Respectfully, I think you're getting unnecessarily hung up on the additional layer of
professional licensing. That's your lawyers, accountants, doctors, engineers, psychologists.... I don't think, when most of us are talking about 'professional discipline', that we're talking about that. Maybe the use of the word 'professional' is skewing us lightly here so I'll use 'employer discipline' instead.
CAF is in a weird space. It has its own criminal justice system, which I think everyone would agree needs to remain in place for certain very CAF specific circumstances and offences; deployments overseas, offences unique to military operations and service. I take no issue with that. There needs to be a way for CAF to punish the disobeyal of lawful orders, and such.
CAF also has 'adminsitrative measures', which are an awkward and ugly blending of
performance management, and
conduct mangement.
Performance management is 'you are not performing your job well enough', and should exist to improve that perofmrance, and to document reasonable efforts to do so and the member's failure to improve to support performance based release.
I submit, and I think some others agree, that CAF needs a standalone
diciplinary process that is neither blended with the administrative
performance process, nor is it overlapping the judicial
criminal process.
Sticking with what I know, I look to the systems that exist for police. We are not a 'licensed profession', though we're certainly highly regulated. We have codes of conduct provincially or federally that are statutorily empowered, regulatorily based, and administered on a balance of probabilities. Our employers run these processes. We cannot be sent to jail under them, but we can be docked pay, docked leave, demoted, or fired. There are due process rights and they're judicially reviewable administrative law decisions.

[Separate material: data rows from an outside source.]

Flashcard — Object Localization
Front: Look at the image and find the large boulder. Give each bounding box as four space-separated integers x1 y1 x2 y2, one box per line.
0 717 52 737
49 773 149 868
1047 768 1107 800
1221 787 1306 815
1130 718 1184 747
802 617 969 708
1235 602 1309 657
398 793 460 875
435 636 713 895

Our employer disciplinary processes can be engaged in overlap with criminal processes. If a cop gets drunk and gropes someone at a work party, they may be charged criminally with sexual assault. They may also, separately, be charged with an offence under their respective code of conduct. The latter will determine disciplinary employment consequences. The employer disciplinary matter can be
fed by, but does not depend on the criminal proceedings. A criminal stay of proceedings or acquittal may mean no criminal sanction, but on the balance of probabilities standard the employer can still decide 'nope, no longer suitable for our organization' and fire; or 'you done effed up, we think you may be salvageable, but you're docked a month's pay and demoted for two years. This is on a less demanding standard that allows the employer to more efficiently manage its own disciplinary affairs but still affords due process rights. None of this involves professional licensing.
So, of rme personally that's more what I'm imagining... Again just sticking what I know.